Finneran Indicted by Federal Jury - Perjury, Obstruction of Justice
June 7, 2005
Author: John J. Monahan
BOSTON - Democratic former House Speaker Thomas M. Finneran was indicted by a federal grand jury yesterday on three counts of perjury and one count of obstruction of justice, over his allegedly false testimony in a 2003 federal voting rights case investigating
The indictment charges that while testifying under oath in a trial in that case, and during pretrial depositions, Mr. Finneran repeatedly gave false and misleading testimony by denying he had personal knowledge of, or involvement in, the drawing of new legislative district lines for a statewide redistricting plan.
Federal officials charge, however, that he had several meetings and phone conversations with lawmakers from Worcester, Lowell, Newton and Springfield on changes to their districts and his own, before the 2001 redistricting plan was filed with the House Clerk.

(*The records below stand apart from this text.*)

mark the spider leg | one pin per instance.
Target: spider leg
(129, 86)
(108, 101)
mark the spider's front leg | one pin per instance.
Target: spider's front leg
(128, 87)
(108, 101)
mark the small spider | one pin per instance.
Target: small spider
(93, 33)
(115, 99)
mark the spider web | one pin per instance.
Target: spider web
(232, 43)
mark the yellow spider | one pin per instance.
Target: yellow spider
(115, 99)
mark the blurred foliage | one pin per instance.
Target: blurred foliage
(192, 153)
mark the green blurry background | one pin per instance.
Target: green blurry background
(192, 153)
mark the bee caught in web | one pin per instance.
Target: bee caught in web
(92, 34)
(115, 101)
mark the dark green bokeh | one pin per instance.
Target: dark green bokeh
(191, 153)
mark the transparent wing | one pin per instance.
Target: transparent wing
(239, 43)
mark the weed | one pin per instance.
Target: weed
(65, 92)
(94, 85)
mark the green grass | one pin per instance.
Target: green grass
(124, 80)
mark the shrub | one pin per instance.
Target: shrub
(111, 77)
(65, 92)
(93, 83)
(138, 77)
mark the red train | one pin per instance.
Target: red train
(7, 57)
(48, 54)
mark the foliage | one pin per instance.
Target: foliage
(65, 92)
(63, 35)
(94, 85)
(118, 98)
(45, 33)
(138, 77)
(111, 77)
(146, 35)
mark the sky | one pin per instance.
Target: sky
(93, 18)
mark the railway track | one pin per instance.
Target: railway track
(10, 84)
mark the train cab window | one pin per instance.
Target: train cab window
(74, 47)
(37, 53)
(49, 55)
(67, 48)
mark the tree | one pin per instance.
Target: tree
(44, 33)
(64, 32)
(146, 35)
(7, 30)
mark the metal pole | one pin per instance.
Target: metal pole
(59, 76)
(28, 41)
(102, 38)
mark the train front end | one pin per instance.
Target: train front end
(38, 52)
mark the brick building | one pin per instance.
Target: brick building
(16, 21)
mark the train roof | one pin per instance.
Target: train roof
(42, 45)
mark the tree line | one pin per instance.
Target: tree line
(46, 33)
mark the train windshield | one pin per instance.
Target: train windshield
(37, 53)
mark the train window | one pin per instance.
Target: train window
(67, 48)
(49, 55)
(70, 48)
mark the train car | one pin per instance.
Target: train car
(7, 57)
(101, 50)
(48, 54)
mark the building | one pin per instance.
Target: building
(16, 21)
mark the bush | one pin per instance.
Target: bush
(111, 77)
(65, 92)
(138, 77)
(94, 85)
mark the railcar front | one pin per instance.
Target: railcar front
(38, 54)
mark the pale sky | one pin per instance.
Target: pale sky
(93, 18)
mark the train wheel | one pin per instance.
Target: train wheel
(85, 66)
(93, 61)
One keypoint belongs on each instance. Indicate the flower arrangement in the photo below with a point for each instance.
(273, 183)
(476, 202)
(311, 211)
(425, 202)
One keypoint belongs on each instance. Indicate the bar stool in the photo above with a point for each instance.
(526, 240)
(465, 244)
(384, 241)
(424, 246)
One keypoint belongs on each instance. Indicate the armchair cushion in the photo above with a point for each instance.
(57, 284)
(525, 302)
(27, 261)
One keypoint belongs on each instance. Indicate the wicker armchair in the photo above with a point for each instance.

The most serious charge, obstruction of justice, alleges that during testimony at the trial and in pretrial depositions, Mr. Finneran "knowingly and willfully" made false and misleading statements "with the intent to obstruct justice" by denying his involvement in the redistricting process, and knowledge of the plan before it was filed. He was also charged with obstruction for denying that he had calendars that showed times and dates of certain political events he attended, which federal prosecutors allege was false.
The federal court challenge to the redistricting plan was brought by black and Latino voters in Boston who claimed the plan squeezed black voters into a small number of districts and splintered the minority vote in other districts to protect white incumbents.
A three-judge federal appeals court agreed and forced a redrafting of the plan. The judges also publicly questioned Mr. Finneran's testimony that he was unaware of the details of the plan as it was being drafted, stating at the time that "circumstantial evidence strongly suggests the opposite."
Although each count of perjury carries a sentence of up to five years in prison, and the obstruction charge carries a maximum of ten years, U.S. Attorney Michael J. Sullivan said if convicted of all four counts, Mr. Finneran would face 16 to 21 months in jail under federal sentencing guidelines.
If the case goes to trial, numerous lawmakers who have already appeared before a federal grand jury in the matter may become key witnesses. They include state Rep. Thomas M. Petrolati, D-Ludlow, who was chairman of the Redistricting Committee and produced the redistricting plan, and state Reps. John P. Fresolo, D-Worcester, and Vincent A. Pedone, D-Worcester, who met with Mr. Petrolati and Mr. Finneran over a district boundary dispute while the plan was being drafted.
News of the indictment rocked Statehouse officials yesterday.
While it was widely known that the FBI and U.S. Attorney's office was conducting a grand jury investigation, many expected no indictment, a negotiated plea bargain or lesser charges.
Mr. Finneran left the Legislature while the investigation was under way last year to become director of the Massachusetts Biotechnology Council. He has said recently he planned to stay on in that post if indicted.